Whatever your views about these businesses, though, you'll probably agree that they might be expected to prosper in harsh economic times. Yet, by and large, the latest recession hasn't been a great bonanza for listed insolvency companies and their shareholders.
Personal insolvency
For a spell in the mid-noughties it seemed like personal insolvency companies were listing on the stock exchange every other week. They promised -- and for a few years delivered -- sparkling earnings growth. And they traded on eye-poppingly high price-to-earnings ratios.
The goose laying the golden eggs was the Individual Voluntary Arrangement (IVA), a debt solution which allowed many people to write off a significant portion of their debt and pay the rest over a number of years.

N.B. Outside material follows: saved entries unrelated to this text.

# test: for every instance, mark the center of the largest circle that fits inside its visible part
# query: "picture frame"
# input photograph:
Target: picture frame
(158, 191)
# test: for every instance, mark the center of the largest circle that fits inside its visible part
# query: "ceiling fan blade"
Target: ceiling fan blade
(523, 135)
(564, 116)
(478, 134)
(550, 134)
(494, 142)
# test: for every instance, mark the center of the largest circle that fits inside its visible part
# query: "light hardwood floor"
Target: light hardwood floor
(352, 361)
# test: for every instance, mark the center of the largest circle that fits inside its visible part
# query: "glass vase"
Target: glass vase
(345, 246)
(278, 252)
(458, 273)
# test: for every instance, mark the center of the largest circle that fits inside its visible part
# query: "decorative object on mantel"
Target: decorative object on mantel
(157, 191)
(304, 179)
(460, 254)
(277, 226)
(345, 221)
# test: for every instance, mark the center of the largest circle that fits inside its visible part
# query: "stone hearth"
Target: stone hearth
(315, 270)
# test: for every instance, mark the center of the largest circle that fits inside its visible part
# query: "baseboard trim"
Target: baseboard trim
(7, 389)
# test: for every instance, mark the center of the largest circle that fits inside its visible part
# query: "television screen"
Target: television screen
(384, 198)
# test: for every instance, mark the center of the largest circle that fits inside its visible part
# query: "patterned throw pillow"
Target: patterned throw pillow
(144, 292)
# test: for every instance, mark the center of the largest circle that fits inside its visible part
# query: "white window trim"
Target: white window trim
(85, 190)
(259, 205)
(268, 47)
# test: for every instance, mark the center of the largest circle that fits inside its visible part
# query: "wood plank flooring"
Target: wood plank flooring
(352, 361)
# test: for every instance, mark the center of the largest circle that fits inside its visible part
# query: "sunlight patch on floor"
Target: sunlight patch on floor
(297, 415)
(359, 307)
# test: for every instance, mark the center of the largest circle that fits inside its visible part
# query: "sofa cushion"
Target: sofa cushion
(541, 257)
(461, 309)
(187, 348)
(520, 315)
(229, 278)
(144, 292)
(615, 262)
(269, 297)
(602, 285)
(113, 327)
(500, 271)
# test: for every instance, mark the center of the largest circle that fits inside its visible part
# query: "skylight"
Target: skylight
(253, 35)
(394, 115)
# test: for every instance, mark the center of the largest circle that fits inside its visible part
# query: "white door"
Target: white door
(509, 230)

The party came to an end for 'IVA factories' in 2007. Creditors, mainly banks, decided to get tough, exposing the shortcomings of the companies' expensive mass advertising-driven business models and reliance on big upfront fees. By the time the recession hit, their profits -- and share prices -- had largely collapsed and some were already on their way to going under.

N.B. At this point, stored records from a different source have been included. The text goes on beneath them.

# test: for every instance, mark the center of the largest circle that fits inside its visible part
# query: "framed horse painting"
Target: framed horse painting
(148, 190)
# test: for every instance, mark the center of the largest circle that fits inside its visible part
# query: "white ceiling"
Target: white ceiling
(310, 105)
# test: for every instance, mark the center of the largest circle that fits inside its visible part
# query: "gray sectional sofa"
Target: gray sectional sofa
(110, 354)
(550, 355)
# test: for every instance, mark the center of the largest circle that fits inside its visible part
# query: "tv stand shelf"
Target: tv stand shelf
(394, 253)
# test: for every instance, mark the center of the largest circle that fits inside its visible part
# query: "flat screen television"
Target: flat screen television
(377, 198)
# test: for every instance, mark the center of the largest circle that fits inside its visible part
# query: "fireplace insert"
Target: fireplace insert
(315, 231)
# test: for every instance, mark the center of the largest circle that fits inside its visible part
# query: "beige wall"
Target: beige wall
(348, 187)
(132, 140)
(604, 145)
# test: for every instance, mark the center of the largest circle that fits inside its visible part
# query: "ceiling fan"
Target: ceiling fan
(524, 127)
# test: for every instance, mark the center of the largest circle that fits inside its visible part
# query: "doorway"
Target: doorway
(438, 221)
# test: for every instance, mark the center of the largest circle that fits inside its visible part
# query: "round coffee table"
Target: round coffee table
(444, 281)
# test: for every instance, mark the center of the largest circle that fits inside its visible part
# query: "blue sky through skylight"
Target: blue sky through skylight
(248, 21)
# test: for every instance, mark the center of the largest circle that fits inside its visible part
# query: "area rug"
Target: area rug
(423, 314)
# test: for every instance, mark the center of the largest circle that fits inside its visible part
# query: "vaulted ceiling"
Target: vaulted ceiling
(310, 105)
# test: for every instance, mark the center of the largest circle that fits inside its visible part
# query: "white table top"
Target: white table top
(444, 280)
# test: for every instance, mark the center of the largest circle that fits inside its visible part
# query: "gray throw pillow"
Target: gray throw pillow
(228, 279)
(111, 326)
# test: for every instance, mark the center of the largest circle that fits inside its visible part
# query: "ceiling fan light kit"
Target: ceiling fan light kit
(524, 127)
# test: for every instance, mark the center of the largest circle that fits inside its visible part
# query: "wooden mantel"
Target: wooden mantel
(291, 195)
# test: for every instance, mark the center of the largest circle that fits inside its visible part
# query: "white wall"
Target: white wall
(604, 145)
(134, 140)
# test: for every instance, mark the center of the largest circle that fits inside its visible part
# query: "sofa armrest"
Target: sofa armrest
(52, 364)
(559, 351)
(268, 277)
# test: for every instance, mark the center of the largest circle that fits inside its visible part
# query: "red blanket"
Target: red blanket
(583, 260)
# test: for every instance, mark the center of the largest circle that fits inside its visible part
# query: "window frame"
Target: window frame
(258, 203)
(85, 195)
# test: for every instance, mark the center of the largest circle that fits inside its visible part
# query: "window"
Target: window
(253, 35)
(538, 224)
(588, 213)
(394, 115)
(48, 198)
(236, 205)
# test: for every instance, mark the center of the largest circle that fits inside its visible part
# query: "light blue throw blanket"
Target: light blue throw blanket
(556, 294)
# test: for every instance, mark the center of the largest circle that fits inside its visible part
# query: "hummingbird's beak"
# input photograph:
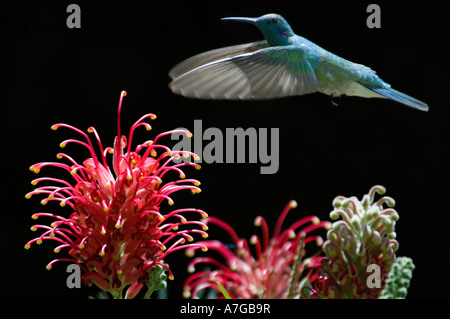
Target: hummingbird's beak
(249, 20)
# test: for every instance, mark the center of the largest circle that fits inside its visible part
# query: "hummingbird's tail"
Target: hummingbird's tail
(401, 98)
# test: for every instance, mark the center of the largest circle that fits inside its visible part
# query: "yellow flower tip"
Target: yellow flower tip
(186, 294)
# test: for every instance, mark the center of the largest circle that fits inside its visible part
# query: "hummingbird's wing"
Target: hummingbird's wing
(263, 74)
(214, 55)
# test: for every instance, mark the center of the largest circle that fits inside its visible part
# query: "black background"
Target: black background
(53, 74)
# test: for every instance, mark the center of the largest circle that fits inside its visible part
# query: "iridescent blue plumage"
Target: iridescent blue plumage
(284, 64)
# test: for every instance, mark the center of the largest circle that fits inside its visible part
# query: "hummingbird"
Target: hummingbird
(284, 64)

Today, the few survivors huddle in the lower reaches of the AIM market. The biggest of them, Fairpoint Group (LSE: FRP), has a market cap of £31m, a shadow of its former size when it traded under the name Debt Free Direct. Ironically, just ahead of last month's announcement that the UK had finally crawled out of recession, Fairpoint Group released an upbeat trading statement exuding confidence for the future.
Corporate insolvency
Share prices in corporate insolvency companies have fallen across the board since 24 October 2008 -- the date we learnt that GDP growth had turned negative. RSM Tenon Group (LSE: TNO), is down 7%, while Begbies Traynor Group (LSE: BEG) and Vantis (LSE: VTS) have fallen 43% and 77% respectively.
Vantis's problems have been manifold: massive debt, a too-clever-by-half tax scheme that put it under investigation by HM Revenue & Customs, a dispute with its auditor ahead of its recent interim results -- which, when they were finally released, included hefty asset impairment charges and a going-concern warning from the auditor.

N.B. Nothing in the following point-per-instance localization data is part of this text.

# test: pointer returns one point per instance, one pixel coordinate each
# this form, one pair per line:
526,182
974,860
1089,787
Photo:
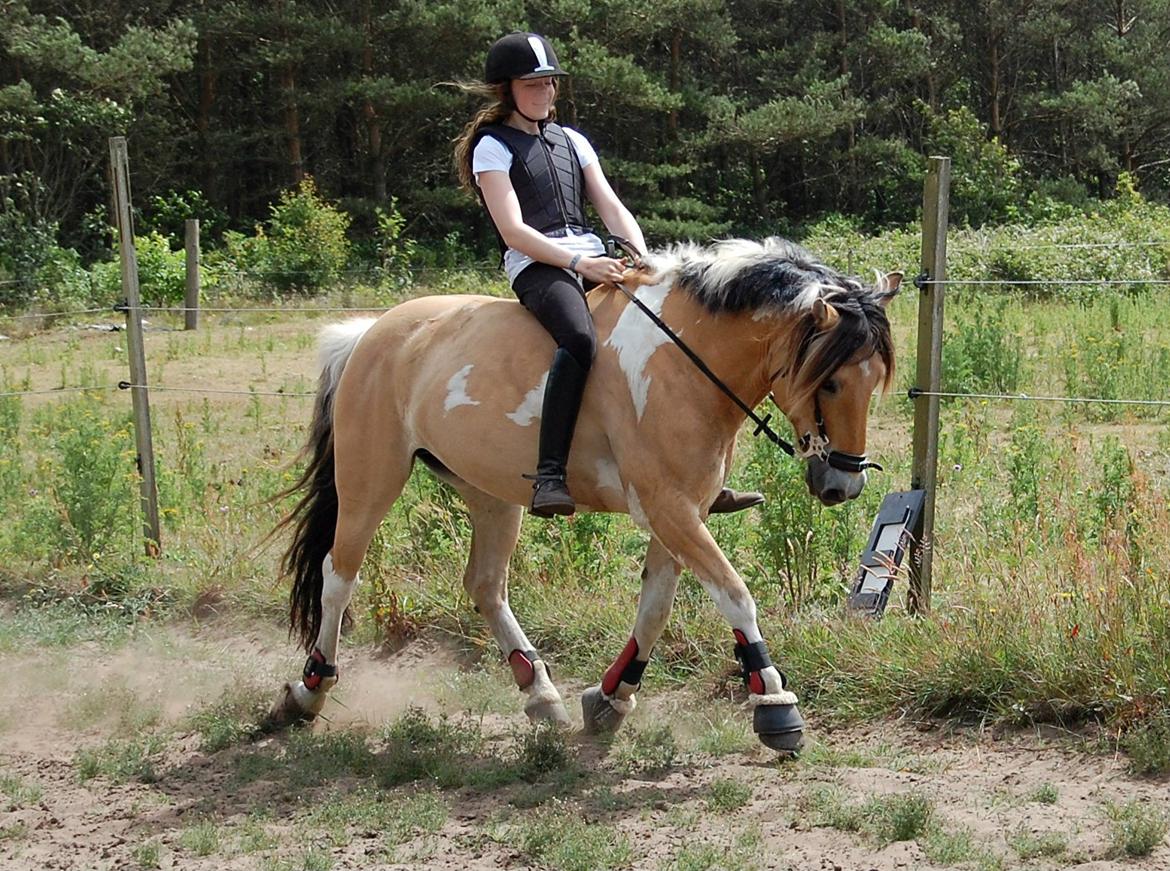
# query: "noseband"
810,446
818,446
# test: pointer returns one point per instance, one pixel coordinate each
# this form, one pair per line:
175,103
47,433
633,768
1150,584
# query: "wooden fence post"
191,295
924,471
148,487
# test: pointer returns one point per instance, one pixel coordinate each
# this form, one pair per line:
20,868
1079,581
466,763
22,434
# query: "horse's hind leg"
366,488
495,528
606,705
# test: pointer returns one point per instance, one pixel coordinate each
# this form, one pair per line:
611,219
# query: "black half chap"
557,301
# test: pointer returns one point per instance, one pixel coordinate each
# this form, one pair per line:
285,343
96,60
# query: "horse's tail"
314,520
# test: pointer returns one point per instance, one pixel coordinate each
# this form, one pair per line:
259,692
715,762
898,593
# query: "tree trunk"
997,123
376,163
291,122
672,123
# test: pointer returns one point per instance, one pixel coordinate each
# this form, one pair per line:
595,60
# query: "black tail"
314,521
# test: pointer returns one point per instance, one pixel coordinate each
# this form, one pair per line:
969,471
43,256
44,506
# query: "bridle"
809,445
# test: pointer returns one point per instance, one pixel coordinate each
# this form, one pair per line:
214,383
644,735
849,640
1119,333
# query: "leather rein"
807,445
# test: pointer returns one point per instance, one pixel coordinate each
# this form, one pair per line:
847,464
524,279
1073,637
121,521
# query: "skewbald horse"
456,382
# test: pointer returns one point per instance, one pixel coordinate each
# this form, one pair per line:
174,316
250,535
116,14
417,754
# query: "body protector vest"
546,177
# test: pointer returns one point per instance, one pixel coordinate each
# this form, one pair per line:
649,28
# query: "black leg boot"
558,417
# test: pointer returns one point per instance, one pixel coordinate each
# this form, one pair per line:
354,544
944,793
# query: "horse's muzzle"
832,486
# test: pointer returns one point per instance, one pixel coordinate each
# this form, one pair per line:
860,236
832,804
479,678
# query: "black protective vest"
546,177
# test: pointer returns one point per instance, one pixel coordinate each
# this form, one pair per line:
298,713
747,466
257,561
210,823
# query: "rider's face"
535,96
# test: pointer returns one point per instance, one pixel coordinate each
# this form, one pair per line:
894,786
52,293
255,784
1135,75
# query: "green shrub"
87,500
1148,747
1135,828
981,354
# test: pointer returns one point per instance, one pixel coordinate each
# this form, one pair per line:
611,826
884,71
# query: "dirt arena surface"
733,804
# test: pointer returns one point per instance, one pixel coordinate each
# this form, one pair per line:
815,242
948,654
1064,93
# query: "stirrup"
550,496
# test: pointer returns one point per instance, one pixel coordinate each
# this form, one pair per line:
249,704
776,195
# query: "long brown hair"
495,112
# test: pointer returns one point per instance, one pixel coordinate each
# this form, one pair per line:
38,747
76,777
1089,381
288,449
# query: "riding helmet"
521,55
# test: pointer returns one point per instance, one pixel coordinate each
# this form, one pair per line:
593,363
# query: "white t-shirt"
493,156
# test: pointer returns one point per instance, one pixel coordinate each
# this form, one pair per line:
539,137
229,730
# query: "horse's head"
839,351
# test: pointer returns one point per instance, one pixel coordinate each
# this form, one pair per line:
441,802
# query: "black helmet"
521,55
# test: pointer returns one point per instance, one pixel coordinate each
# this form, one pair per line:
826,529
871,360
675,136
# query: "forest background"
713,117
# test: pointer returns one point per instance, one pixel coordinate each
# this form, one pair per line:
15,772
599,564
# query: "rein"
809,445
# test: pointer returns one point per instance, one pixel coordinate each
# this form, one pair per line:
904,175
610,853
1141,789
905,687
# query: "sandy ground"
64,700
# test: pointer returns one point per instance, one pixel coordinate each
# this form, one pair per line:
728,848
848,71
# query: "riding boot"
558,418
729,501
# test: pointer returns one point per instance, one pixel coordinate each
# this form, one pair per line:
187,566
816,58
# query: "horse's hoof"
548,711
779,727
601,718
286,713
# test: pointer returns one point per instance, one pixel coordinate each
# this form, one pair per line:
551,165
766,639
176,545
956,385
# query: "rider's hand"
601,269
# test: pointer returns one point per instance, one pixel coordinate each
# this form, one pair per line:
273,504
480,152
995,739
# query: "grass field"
133,741
1052,592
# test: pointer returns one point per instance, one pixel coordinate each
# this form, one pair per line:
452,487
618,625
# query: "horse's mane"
779,276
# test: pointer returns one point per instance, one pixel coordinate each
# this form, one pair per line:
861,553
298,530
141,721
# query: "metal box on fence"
885,554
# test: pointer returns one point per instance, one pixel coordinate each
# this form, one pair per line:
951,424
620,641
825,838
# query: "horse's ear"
887,287
824,315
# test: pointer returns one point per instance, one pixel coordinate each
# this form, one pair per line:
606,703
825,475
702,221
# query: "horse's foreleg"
606,705
495,530
776,719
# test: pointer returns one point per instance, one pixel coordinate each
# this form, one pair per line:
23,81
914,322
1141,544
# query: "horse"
456,383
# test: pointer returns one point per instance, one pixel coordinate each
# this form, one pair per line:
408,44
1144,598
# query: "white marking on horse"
529,407
635,509
635,338
456,390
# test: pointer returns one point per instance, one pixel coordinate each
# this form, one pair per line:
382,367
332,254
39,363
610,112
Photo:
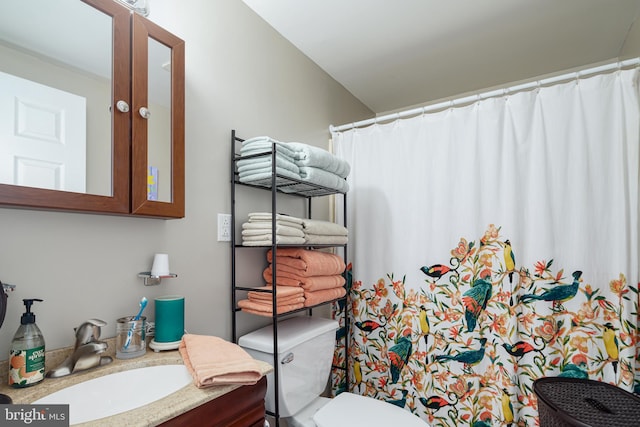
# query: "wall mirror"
91,109
58,65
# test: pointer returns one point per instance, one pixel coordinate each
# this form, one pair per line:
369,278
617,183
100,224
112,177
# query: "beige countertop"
153,414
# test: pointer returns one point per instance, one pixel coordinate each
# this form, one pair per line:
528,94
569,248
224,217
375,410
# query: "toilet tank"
305,353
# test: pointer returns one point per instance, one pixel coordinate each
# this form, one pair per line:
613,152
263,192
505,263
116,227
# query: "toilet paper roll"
169,318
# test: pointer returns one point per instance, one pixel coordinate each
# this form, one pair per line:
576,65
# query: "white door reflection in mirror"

Begbies Traynor's latest interims came with a profits warning for the full year, which my colleague Malcolm Wheatley has reviewed. The company's core insolvency and recovery business, which is responsible for around 85% of group revenues, has been thriving, but its tax advisory division has struggled.
RSM Tenon Group, the largest of the three companies, sitting at the top end of AIM with a market cap of £152m, released a positive trading update last month. The company generated only about 30% of its revenue from insolvency and recovery in 2009, but has been agile enough, through acquisitions and reallocating resources within its business mix, to grow earnings per share in each of the past five years; a trend which analysts believe is set to continue.
The worst is yet to come
The recession may be over, but insolvency companies are still waiting for their high season. The thinking seems to be that an enormous wave of financial distress is building behind the temporary wall of low interest rates and quantitative easing, and that as in previous recessions insolvency numbers will continue to grow strongly for two to four years after GDP has turned positive.
However, the latest insolvency statistics give a mixed message, with personal insolvencies hitting a record high but corporate insolvencies showing an overall fall.
A further concern for corporate insolvency companies, and anyone considering investing in them, is that the Office of Fair Trading announced last November that it was launching an investigation into the corporate insolvency market.
If all this hasn't put you off, then Fairpoint, in the personal insolvency sector, may have some appeal as an IVA-survivor, and RSM Tenon Group, having managed to grow its earnings through the recession, unlike its corporate insolvency peers, is perhaps also not without attraction. Personally, I see stronger and less problematic opportunities in other areas of the market.